Il y a quelques jours, l’enquête mensuelle de la Fed de New York auprès des ménages signalait qu’ils avaient encore revu fortement en hausse leurs attentes d’inflation durant l’été. Nous avons vu passer des commentaires affirmant que cela prouvait que le sursaut d’inflation n’avait rien de transitoire, que la Fed avait tort d’être si tolérante et Joe Biden de vouloir stimuler davantage l’économie, blablabla. La réalité est plus nuancée. Considérons toutes les données disponibles (tableau). Que constate-t-on?

 

US : mesures des anticipations d’inflation
US : mesures des anticipations d’inflation

Le mouvement des anticipations d’inflation est haussier depuis un an, c’est indéniable. Leur niveau médian se situe environ 0.5 point au-dessus de la moyenne de la dernière décennie. Un tel écart se situe dans la zone de tolérance de la banque centrale, surtout après la révision de stratégie adoptée l’an dernier. Pour rappel, la Fed vise une inflation plus haute que sa cible pour compenser les écarts négatifs du passé. Cela posé, il y a des différences d’anticipation selon les agents et surtout selon l’horizon.

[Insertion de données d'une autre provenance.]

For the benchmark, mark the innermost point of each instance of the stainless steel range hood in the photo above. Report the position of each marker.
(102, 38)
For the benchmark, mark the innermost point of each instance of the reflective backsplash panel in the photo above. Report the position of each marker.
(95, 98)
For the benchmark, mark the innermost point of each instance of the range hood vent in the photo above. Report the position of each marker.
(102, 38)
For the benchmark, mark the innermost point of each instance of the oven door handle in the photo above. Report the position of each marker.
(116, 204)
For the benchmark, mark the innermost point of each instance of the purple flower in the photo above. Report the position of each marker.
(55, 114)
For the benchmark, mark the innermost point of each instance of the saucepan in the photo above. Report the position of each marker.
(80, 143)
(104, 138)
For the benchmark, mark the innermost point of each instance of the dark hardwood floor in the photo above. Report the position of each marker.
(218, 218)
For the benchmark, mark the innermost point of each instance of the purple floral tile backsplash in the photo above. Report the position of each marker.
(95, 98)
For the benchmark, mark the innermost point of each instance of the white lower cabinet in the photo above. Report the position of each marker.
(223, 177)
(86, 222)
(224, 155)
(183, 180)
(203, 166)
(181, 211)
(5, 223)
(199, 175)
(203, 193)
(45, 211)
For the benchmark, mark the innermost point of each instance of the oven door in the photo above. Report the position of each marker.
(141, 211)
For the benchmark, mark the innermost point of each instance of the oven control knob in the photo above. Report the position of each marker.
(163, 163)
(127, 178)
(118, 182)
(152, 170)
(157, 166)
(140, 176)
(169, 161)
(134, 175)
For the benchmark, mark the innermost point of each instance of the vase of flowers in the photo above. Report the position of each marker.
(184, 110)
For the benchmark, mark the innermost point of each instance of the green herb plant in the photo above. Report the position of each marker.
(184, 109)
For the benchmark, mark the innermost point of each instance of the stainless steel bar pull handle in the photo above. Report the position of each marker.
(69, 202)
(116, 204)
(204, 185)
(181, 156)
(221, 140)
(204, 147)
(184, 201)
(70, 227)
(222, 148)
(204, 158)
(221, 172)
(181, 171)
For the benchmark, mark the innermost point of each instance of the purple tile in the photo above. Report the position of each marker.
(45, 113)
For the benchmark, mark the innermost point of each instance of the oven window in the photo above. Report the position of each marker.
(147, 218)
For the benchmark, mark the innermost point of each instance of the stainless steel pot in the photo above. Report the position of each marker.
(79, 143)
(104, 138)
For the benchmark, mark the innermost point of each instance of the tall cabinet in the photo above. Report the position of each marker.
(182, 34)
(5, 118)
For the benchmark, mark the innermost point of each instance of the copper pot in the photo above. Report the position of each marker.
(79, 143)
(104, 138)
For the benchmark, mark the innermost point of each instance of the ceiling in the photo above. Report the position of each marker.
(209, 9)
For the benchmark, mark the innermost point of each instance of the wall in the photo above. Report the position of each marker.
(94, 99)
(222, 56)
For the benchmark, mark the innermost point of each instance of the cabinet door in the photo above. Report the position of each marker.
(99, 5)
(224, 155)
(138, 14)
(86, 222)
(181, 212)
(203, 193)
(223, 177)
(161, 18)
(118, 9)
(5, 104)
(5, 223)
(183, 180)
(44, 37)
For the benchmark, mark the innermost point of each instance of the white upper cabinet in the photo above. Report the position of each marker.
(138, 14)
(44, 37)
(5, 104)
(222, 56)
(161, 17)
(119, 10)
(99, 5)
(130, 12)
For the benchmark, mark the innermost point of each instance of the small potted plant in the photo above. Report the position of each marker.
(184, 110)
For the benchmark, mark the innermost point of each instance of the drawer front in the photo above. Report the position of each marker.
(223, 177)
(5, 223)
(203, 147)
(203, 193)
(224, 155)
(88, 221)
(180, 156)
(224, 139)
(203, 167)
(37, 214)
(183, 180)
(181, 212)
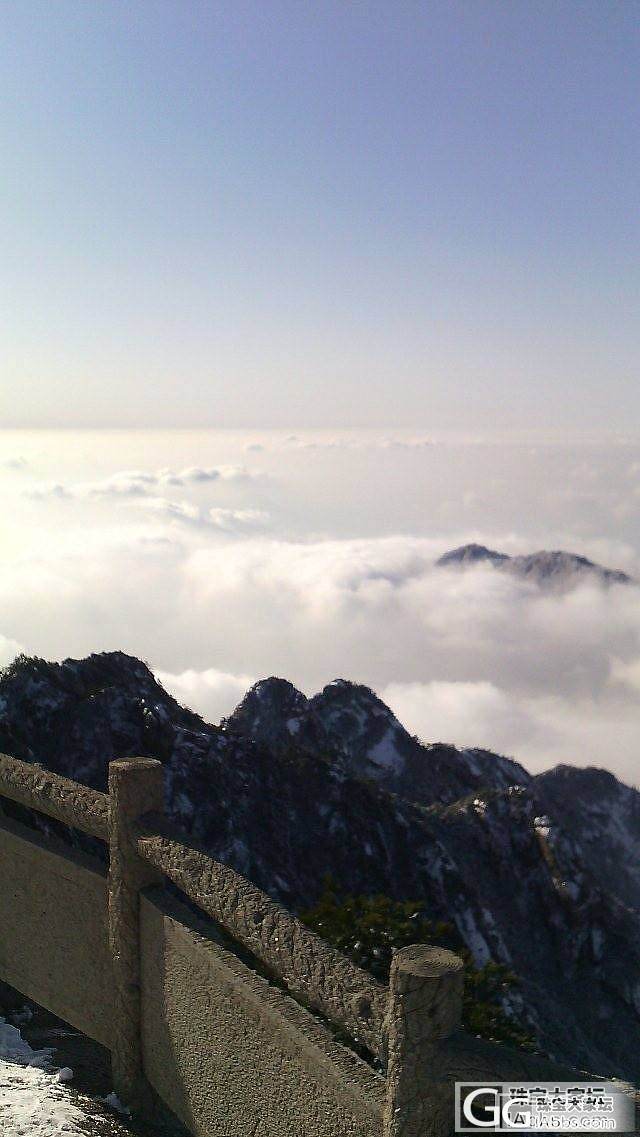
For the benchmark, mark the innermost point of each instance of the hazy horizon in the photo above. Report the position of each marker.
(222, 557)
(412, 229)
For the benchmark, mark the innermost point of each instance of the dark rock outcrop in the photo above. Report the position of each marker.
(540, 873)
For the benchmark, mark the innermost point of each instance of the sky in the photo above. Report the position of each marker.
(292, 215)
(296, 297)
(222, 557)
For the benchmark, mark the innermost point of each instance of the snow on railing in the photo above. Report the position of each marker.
(404, 1023)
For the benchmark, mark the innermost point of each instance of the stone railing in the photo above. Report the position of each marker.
(225, 1050)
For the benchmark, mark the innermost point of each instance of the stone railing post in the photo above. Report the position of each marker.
(424, 1005)
(135, 787)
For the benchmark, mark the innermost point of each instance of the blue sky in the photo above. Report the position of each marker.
(321, 214)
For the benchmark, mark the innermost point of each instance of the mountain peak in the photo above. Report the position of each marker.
(472, 554)
(547, 567)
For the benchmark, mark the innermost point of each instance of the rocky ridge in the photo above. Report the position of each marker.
(540, 873)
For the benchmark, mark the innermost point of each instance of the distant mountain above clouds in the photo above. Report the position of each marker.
(540, 873)
(547, 569)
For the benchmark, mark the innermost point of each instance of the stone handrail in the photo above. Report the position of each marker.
(413, 1025)
(58, 797)
(307, 965)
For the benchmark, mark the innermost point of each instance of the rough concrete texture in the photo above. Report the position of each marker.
(58, 797)
(232, 1055)
(135, 785)
(305, 963)
(53, 942)
(425, 1005)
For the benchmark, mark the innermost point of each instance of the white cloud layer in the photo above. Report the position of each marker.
(322, 565)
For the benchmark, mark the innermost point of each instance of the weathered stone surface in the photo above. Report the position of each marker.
(58, 797)
(234, 1056)
(135, 785)
(425, 1005)
(53, 942)
(307, 964)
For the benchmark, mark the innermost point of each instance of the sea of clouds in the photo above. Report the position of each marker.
(221, 557)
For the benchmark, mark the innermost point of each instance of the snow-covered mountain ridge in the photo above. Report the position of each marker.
(541, 873)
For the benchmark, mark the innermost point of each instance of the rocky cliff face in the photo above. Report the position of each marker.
(541, 873)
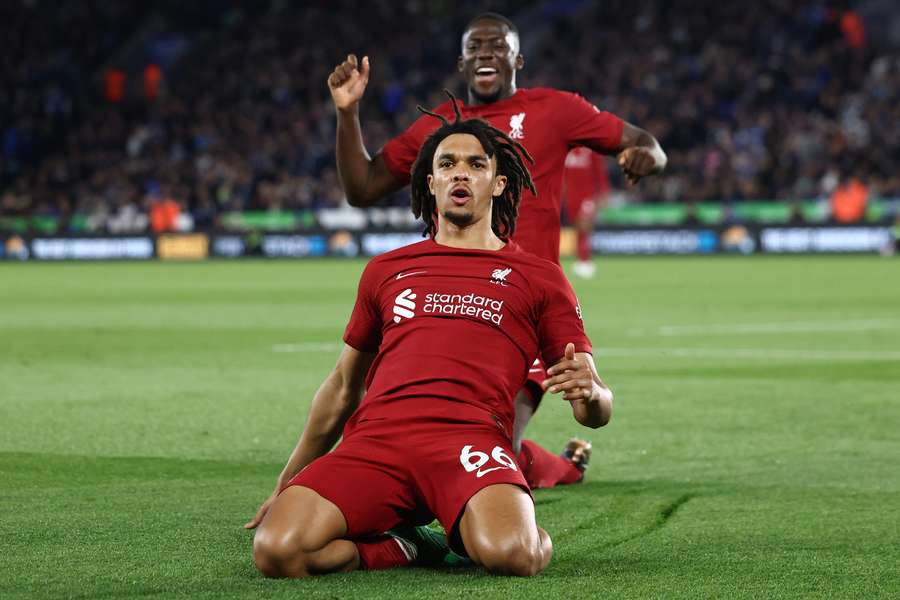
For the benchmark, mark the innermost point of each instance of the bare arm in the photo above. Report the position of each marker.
(365, 180)
(576, 375)
(640, 154)
(334, 403)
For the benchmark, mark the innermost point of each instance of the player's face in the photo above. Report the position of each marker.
(489, 61)
(464, 180)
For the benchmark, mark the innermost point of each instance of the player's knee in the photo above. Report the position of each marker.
(279, 556)
(514, 557)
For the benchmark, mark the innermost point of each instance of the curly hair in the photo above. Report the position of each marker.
(508, 153)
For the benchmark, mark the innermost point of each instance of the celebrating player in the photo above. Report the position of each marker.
(440, 340)
(546, 122)
(585, 185)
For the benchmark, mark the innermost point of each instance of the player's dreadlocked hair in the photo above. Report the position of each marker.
(508, 153)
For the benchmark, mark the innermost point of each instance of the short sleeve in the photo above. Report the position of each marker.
(586, 125)
(559, 321)
(363, 332)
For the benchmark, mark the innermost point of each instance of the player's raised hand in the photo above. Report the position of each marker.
(637, 162)
(258, 517)
(348, 81)
(570, 375)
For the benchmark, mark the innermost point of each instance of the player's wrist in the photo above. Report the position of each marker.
(348, 111)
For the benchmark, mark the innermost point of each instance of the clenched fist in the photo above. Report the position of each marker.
(637, 162)
(348, 82)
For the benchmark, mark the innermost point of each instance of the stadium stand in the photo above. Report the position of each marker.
(119, 116)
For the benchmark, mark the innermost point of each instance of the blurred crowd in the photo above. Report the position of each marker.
(768, 100)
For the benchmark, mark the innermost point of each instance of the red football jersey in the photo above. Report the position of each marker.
(456, 330)
(548, 123)
(585, 175)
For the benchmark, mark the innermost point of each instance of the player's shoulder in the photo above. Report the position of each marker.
(546, 94)
(387, 259)
(534, 264)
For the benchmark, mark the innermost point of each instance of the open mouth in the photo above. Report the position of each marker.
(486, 75)
(460, 195)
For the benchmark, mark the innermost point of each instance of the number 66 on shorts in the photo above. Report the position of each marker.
(474, 460)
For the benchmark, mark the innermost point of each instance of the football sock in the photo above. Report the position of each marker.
(584, 246)
(543, 469)
(384, 552)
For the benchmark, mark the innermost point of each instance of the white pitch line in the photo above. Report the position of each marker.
(847, 326)
(754, 353)
(308, 347)
(710, 353)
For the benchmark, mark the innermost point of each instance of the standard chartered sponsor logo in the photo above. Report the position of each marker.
(467, 305)
(404, 305)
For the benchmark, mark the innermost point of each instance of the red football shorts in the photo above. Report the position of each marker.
(411, 470)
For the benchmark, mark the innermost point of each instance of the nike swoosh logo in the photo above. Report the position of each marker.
(481, 473)
(402, 275)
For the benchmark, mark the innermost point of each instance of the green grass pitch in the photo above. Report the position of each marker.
(146, 409)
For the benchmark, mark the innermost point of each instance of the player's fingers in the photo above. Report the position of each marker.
(346, 72)
(577, 394)
(574, 383)
(565, 365)
(558, 379)
(644, 164)
(364, 71)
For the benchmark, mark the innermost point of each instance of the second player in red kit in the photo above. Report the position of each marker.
(547, 122)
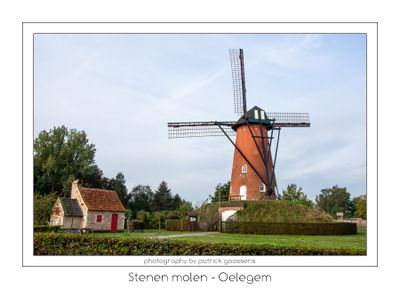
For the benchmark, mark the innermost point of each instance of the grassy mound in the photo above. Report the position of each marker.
(271, 211)
(281, 212)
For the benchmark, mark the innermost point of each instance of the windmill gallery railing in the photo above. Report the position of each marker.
(211, 128)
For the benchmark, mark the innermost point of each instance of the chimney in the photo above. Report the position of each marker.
(75, 194)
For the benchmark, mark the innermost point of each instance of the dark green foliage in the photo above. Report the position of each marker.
(118, 184)
(180, 225)
(143, 198)
(290, 228)
(292, 193)
(140, 199)
(333, 200)
(360, 203)
(69, 244)
(275, 211)
(42, 208)
(60, 156)
(221, 190)
(162, 199)
(46, 228)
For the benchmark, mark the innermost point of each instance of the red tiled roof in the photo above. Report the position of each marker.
(101, 200)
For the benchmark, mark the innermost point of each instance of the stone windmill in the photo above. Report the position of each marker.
(254, 160)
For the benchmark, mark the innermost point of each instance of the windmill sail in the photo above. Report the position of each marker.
(199, 129)
(239, 84)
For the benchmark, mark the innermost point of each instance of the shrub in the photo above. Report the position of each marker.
(179, 225)
(46, 228)
(68, 244)
(290, 228)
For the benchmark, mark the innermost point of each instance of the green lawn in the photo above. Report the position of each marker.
(332, 242)
(357, 242)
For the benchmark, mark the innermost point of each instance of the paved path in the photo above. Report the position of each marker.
(185, 235)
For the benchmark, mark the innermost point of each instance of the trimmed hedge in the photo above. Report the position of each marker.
(46, 228)
(290, 228)
(68, 244)
(178, 225)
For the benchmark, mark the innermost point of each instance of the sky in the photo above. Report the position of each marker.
(123, 89)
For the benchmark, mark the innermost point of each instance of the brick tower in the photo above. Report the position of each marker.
(250, 180)
(253, 169)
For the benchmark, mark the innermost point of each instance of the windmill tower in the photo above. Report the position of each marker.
(254, 161)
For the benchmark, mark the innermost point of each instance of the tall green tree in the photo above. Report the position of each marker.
(360, 203)
(163, 200)
(221, 190)
(333, 200)
(140, 198)
(292, 193)
(60, 156)
(118, 184)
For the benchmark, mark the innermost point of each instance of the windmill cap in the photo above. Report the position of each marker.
(255, 115)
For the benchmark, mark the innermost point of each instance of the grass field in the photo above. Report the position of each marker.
(350, 242)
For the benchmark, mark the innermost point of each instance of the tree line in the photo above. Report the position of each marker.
(332, 200)
(62, 155)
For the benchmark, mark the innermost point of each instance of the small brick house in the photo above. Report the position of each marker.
(95, 209)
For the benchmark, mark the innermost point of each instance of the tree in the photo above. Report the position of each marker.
(42, 208)
(140, 198)
(118, 184)
(162, 200)
(334, 200)
(360, 207)
(221, 190)
(60, 156)
(292, 193)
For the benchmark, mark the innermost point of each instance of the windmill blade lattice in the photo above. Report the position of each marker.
(199, 129)
(239, 85)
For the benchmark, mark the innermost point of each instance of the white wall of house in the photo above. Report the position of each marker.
(105, 223)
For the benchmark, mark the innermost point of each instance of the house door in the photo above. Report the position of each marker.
(114, 223)
(243, 192)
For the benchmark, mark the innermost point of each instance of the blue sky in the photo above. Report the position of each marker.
(122, 89)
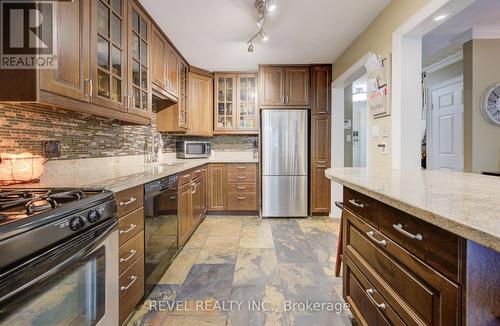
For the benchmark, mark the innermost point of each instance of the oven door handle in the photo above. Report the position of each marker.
(18, 271)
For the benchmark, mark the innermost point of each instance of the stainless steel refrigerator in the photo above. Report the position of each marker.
(284, 163)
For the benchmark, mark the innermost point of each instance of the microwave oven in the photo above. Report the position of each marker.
(193, 149)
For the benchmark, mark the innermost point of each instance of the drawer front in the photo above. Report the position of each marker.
(242, 202)
(437, 247)
(423, 295)
(130, 225)
(184, 177)
(244, 167)
(366, 302)
(364, 206)
(236, 176)
(130, 250)
(242, 188)
(131, 288)
(129, 200)
(196, 173)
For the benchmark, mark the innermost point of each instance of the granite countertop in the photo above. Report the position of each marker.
(465, 204)
(119, 175)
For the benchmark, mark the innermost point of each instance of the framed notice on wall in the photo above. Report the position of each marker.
(379, 81)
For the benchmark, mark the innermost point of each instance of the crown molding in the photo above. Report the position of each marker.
(444, 62)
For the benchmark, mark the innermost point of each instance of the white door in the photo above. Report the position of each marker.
(446, 128)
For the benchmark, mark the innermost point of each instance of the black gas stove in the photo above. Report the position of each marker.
(34, 219)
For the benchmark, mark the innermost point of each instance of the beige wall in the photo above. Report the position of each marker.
(481, 139)
(377, 37)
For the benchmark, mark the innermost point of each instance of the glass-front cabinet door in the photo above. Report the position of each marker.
(236, 109)
(139, 62)
(225, 91)
(109, 54)
(247, 102)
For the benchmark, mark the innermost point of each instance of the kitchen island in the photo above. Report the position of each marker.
(421, 247)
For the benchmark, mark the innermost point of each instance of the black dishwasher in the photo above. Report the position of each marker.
(160, 229)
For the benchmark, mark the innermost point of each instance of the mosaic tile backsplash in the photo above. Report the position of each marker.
(24, 127)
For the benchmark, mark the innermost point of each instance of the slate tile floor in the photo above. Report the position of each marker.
(241, 262)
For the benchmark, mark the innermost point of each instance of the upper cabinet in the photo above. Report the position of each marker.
(139, 62)
(200, 104)
(166, 65)
(321, 82)
(284, 86)
(108, 55)
(235, 109)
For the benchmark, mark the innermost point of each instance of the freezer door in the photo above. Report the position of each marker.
(284, 196)
(284, 142)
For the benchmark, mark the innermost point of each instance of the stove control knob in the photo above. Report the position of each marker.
(76, 223)
(93, 216)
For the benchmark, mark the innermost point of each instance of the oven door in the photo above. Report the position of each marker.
(75, 283)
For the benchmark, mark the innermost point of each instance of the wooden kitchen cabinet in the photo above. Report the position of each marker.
(320, 140)
(200, 103)
(284, 86)
(185, 212)
(139, 62)
(217, 187)
(108, 54)
(71, 76)
(235, 110)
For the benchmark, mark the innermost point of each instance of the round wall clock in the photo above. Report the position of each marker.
(490, 105)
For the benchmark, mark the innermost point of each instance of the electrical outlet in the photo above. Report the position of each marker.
(51, 148)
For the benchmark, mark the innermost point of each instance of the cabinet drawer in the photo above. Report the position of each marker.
(241, 188)
(242, 202)
(130, 250)
(131, 288)
(437, 247)
(364, 206)
(129, 200)
(184, 178)
(418, 293)
(366, 302)
(241, 176)
(244, 167)
(130, 225)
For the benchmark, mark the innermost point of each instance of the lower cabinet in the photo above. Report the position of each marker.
(232, 187)
(394, 280)
(130, 203)
(192, 202)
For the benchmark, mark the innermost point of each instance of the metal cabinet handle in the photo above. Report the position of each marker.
(133, 278)
(379, 242)
(132, 226)
(355, 203)
(370, 292)
(132, 254)
(128, 202)
(400, 229)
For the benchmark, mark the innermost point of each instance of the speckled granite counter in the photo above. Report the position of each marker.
(121, 173)
(463, 203)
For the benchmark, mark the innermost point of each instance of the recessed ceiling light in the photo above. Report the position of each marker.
(440, 17)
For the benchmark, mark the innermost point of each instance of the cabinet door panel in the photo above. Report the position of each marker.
(72, 33)
(272, 88)
(217, 187)
(109, 53)
(321, 81)
(297, 86)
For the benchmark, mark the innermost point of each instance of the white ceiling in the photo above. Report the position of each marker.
(447, 39)
(212, 34)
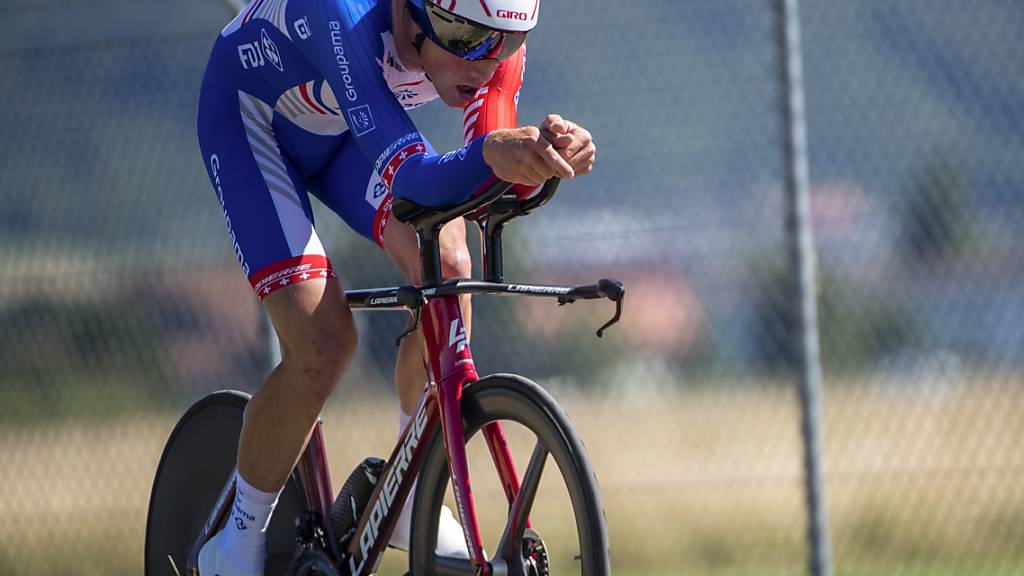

La hausse est plus marquée à court terme qu’à long terme, ce qui vient à l’appui du scénario d’une bosse d’inflation (on aurait atteint le plateau). Les anticipations de court terme sont fortement corrélées à l’inflation récente. La révision des anticipations est bien plus forte dans les enquêtes auprès des entreprises, qui sont exposées aux perturbations en amont de la chaîne des prix, que pour les autres agents. Cela confirme un fait bien établi par l’expérience, à savoir que la répercussion du PPI sur le CPI est très imparfaite et, dans tous les cas, étalée dans le temps. Il est notable qu’après une poussée au S1 2021, les anticipations extraites des outils de couverture (swap, TIPS) sont désormais stabilisées. En l’absence de diffusion des tensions à l’ensemble du CPI, la Fed peut rester sereine.

Economie

En août, pour la première fois depuis le début de l’année, l’indice CPI est ressorti un peu au-dessous des attentes, à 5.3% sur un an, en léger repli par rapport aux résultats de juin et de juillet (5.4%). Comme l’inflation énergétique reste forte, le ralentissement est un peu plus franc sur l’indice sous-jacent, qui passe de 4.3% à 4.0% sur un an. Le prix des véhicules d’occasion, l’un de plus gros contributeurs à la poussée d’inflation au S1 2021, a baissé (-1.5% m/m), ce qui ramène sa hausse annuelle à +32% vs 45% au pic de juin. Sur longue période, ce prix évolue sans aucune tendance (+0.0% m/m) et, si tel devait être à nouveau le cas jusqu’au printemps prochain, cela retirerait près de 1.5 point à l’inflation totale.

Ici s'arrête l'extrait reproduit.